Non-commercialRepo Lookout is a non-commercial project. We just want to make the web a safer place. You can support us on Ko-fi.
Illustration

Find publicly exposed source code repositories

Repo Lookout is a large-scale security scanner, with a single purpose: Finding source code repositories, that have been accidentally exposed to the public and reporting them to the domain’s technical contact.

Accidentally exposed source code repositories often contain highly sensitive information that can be used for downstream attacks, such as data leaks and extortion via ransomware. While the problem has been known and documented extensively for years,1 2 3 4 our findings show its continued prevalence.

Our goal is to combat this vulnerability by automatically detecting and reporting instances.

URL index

The URL index for the scanning process is obtained from the following two sources:

  • CommonCrawl builds and maintains an open repository of web crawl data.
  • Tranco List is a research-oriented top site ranking hardened against manipulation.

Statistics

Including our last security scan on December 9, 2022 we have checked 2,606,369,488 URLs on 338,444,533 domains.

A total of 459,632 publicly exposed source code repositories have been found so far.

Illustration

Frequently Asked Questions

How to prevent exposed repositories?

It’s recommend to configure the web server in such a way that it denies access to all “dot folders” (i.e. folders starting with a “.”).5 However, to prevent exposing Git respositories it is enough to deny access to “.git” folders.
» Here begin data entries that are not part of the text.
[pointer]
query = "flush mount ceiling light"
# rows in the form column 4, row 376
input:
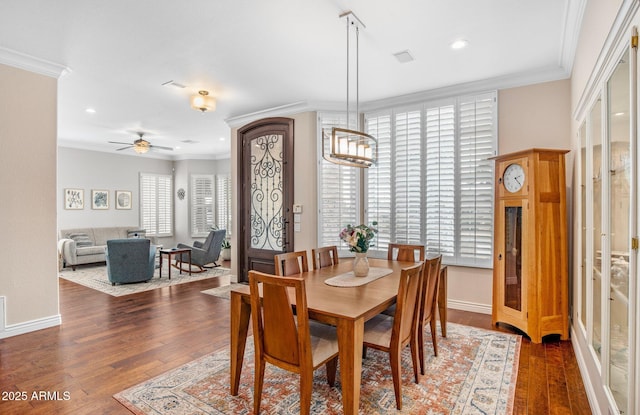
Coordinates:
column 203, row 102
column 141, row 146
column 342, row 145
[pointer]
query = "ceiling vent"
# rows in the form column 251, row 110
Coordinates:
column 174, row 84
column 404, row 56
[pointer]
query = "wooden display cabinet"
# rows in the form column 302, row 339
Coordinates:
column 530, row 265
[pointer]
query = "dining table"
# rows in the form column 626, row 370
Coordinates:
column 346, row 308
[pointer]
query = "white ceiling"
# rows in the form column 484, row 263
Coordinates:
column 253, row 55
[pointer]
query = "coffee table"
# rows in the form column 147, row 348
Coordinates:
column 175, row 251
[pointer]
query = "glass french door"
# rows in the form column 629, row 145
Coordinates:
column 619, row 238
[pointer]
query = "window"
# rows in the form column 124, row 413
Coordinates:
column 156, row 209
column 202, row 197
column 223, row 202
column 433, row 183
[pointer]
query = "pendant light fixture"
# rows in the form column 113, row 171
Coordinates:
column 343, row 145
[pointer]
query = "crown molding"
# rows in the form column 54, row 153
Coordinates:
column 574, row 12
column 509, row 81
column 279, row 111
column 29, row 63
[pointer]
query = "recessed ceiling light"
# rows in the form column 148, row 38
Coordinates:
column 459, row 44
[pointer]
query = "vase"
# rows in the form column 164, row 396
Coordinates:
column 361, row 265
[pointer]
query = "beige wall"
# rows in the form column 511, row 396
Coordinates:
column 28, row 105
column 535, row 116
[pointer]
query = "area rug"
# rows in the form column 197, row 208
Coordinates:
column 223, row 291
column 475, row 373
column 95, row 276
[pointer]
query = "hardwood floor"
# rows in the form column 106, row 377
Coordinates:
column 106, row 344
How this is done exactly depends on the server software used, but here are some configuration examples for nginx, Apache, and Caddy.

How to opt-out of being scanned?

The security scanner was designed to be a good network citizen, i.e. requests are throttled and bandwidth usage is minimal. However, we do understand that not every website might welcome the scanning process.6

There are two ways to opt-out of the scanning process:

  1. Send us an opt-out email with the domain name, IP, IP range(s), or ASN. In case if IP range(s) or ASN we request log-entries caused by a previous scan as means of authentication.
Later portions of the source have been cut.